Tanımlardan da anlaşılacağı üzere, göçmenler genellikle ekonomik nedenlerden dolayı daha iyi yaşam koşullarına sahip olmak için göç etmektedirler ve göç etmeden önceki yaşadıkları kendi devletlerinde siyasi, ırk, dini gibi nedenlere bağlı olarak baskıya, zorlamaya maruz kalmamaktadırlar (Ergül, 2012). Ayrıca göçmenler başka bir devletin sınırları içerisinde yaşıyor olsalar dahi kendi devletlerinin korumasından yararlanmaya devam etmektedirler (Öztürk, 2015).

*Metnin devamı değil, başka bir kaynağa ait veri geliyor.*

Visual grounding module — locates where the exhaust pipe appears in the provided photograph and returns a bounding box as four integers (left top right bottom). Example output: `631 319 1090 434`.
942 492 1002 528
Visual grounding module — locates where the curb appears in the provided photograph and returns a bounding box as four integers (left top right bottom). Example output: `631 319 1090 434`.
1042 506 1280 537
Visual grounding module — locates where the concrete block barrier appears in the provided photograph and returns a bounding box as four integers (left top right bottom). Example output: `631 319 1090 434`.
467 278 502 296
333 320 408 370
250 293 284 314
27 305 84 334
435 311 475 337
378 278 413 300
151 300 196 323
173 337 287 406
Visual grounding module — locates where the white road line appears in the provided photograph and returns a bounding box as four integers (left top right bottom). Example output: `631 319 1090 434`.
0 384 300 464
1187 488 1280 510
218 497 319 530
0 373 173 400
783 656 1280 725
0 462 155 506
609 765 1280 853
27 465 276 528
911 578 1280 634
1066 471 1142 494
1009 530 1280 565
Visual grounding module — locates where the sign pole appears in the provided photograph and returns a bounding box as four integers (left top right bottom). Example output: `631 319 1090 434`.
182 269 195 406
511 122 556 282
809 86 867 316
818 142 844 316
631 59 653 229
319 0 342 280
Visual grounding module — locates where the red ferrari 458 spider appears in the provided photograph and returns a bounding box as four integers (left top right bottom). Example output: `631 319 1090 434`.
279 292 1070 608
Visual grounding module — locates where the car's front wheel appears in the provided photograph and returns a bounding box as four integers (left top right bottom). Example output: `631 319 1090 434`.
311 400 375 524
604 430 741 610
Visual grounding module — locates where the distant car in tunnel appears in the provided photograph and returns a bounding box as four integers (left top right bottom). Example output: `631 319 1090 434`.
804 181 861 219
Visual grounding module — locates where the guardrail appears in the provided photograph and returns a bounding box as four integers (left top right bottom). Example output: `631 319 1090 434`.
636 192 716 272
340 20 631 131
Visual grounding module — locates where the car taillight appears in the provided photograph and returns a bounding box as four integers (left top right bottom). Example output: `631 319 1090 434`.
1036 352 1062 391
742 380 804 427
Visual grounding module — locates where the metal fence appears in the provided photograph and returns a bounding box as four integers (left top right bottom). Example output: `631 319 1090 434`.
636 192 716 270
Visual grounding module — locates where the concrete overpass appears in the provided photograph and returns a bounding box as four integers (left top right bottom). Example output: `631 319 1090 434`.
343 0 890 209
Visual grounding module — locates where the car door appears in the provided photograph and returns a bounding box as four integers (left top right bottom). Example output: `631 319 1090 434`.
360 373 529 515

Göçmenler yaşamlarından hoşnut olmama veya ekonomik nedenlere bağlı olarak daha rahat yaşayabilme umudu ile gönüllü olarak, yer değiştirme zamanını kendileri belirlediklerinden daha iyi koşullarda ve genelde göçlerini kolaylaştıracak resmi belgelere sahip olarak göç etmektedirler (Ziya, 2012). Mültecilerin Hukuki Statüsüne İlişkin 1951 Sözleşmesindeki mülteci tanımına girmezler ve Sözleşmeye göre mülteci tanımına girmeyen bu kişiler (göçmenler) için varılan hedef devletin uluslararası koruma sorumluluğu bağlamında bir sorumluluğu bulunmamaktadır (Ergüven ve Özturanlı, 2013).

(30)

2.2.3.2 Sığınmacı ve Mülteci

Kişinin kendi devletinin ülkesi sınırlarını geçerek başka bir devletin ülkesinde yaşamak amacıyla gitmesi bazen kendi istemi ile gönüllü olarak gerçekleşebileceği gibi bazen de vatandaşı olduğu kendi devletindeki sosyal, politik, kargaşa, şiddet, afet düzeyindeki doğa olayları gibi nedenlere bağlı olarak ortaya çıkması muhtemel olumsuzluklar nedeni ile kendi istemi dışında zorunlu olarak gerçekleşebilmektedir (Özer, 2011).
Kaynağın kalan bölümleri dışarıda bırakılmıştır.